Data Scientist Intern — Predictive ML, Time Series & Deep Learning
We’re looking for a curious, hands-on Data Scientist intern to help build and evaluate predictive machine-learning solutions for time-series problems. You’ll work closely with product and engineering teams to design experiments, preprocess real-world time-series data, and prototype models — from classical statistics to deep-learning architectures (RNNs / LSTMs).

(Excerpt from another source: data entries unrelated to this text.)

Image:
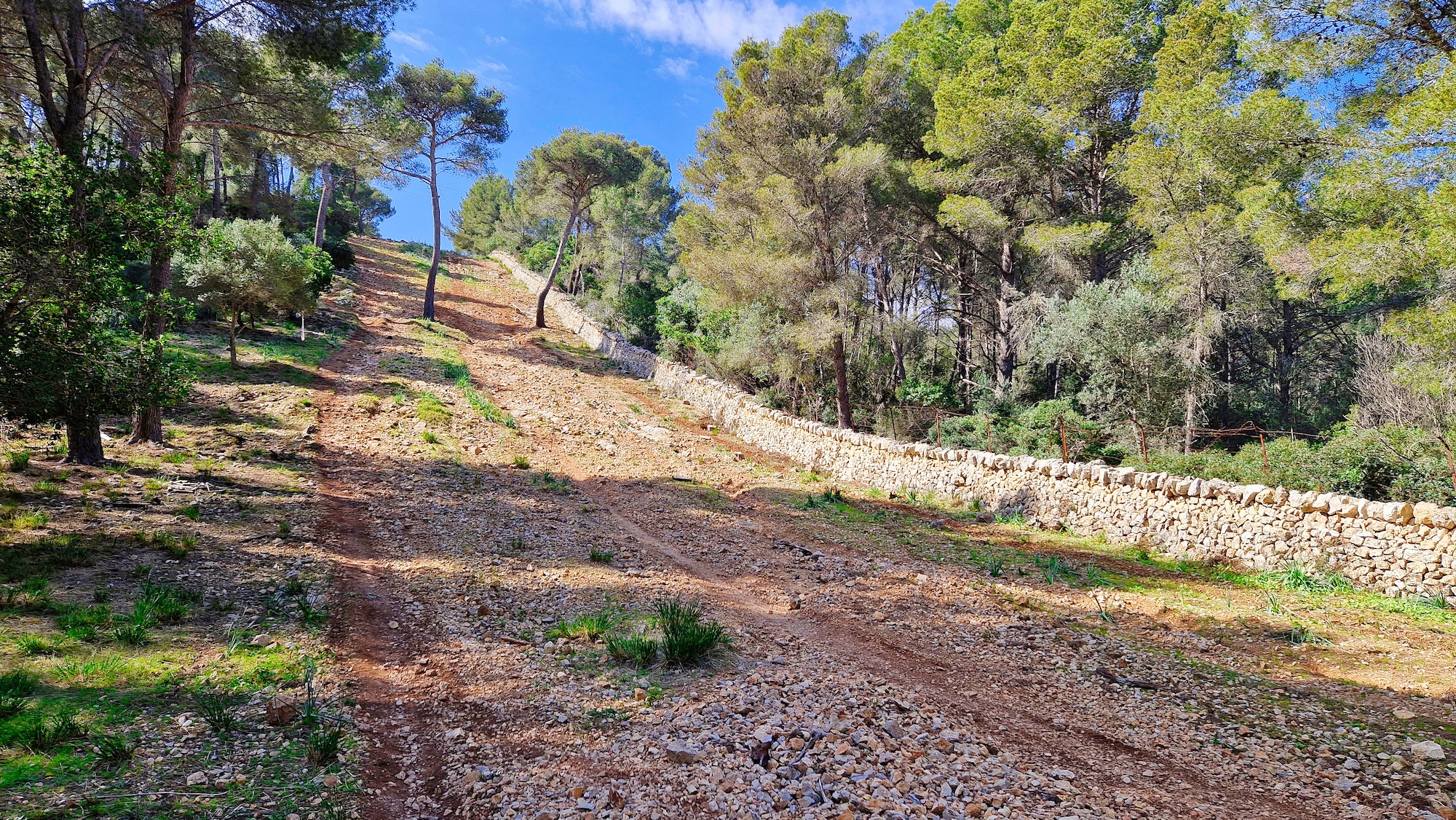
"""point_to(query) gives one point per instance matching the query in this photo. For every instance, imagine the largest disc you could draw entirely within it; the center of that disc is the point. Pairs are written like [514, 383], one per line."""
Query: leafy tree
[1205, 148]
[448, 123]
[563, 176]
[250, 267]
[788, 173]
[481, 215]
[69, 353]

This is a learning-first role with real impact: your models will help drive business decisions and product features.
Key responsibilities
- Collect, clean, and explore time-series and panel datasets; handle missing data, irregular sampling, and seasonality.
- Design and implement predictive models (ARIMA, SARIMAX, Prophet, XGBoost/LightGBM, etc.) and deep-learning models (RNN, LSTM, GRU).
- Build end-to-end model pipelines for training, validation, and evaluation (cross-validation for time-series, rolling windows).
- Feature engineering for time series: lag features, rolling/window aggregates, trend/seasonality decomposition, calendar/epoch features.
- Evaluate models with appropriate metrics for forecasting and classification (MAE, RMSE, MAPE, precision/recall, ROC AUC where applicable).
- Collaborate with engineers to productionize prototypes or create reproducible experiments (notebooks, scripts, model checkpoints).
- Document experiments, assumptions, and results; present concise findings to stakeholders.
- Stay current with literature and experiment with state-of-the-art architectures and strategies (attention mechanisms, sequence-to-sequence, ensembling, etc.).
Required qualifications
- Currently pursuing (or recently completed) BS/MS in Data Science, Computer Science, Statistics, Applied Math, or related field.
- Strong fundamentals in statistics, probability, and predictive modeling.
- Practical experience with Python and key libraries: NumPy, pandas, scikit-learn.
- Familiarity with deep-learning frameworks (TensorFlow/Keras or PyTorch) and experience implementing RNN/LSTM models.
- Hands-on with time-series modeling concepts (stationarity, differencing, seasonality, autocorrelation).
- Experience with data visualization and exploratory analysis (Matplotlib, Seaborn, Plotly).
- Good communication skills and ability to explain technical work to non-technical stakeholders.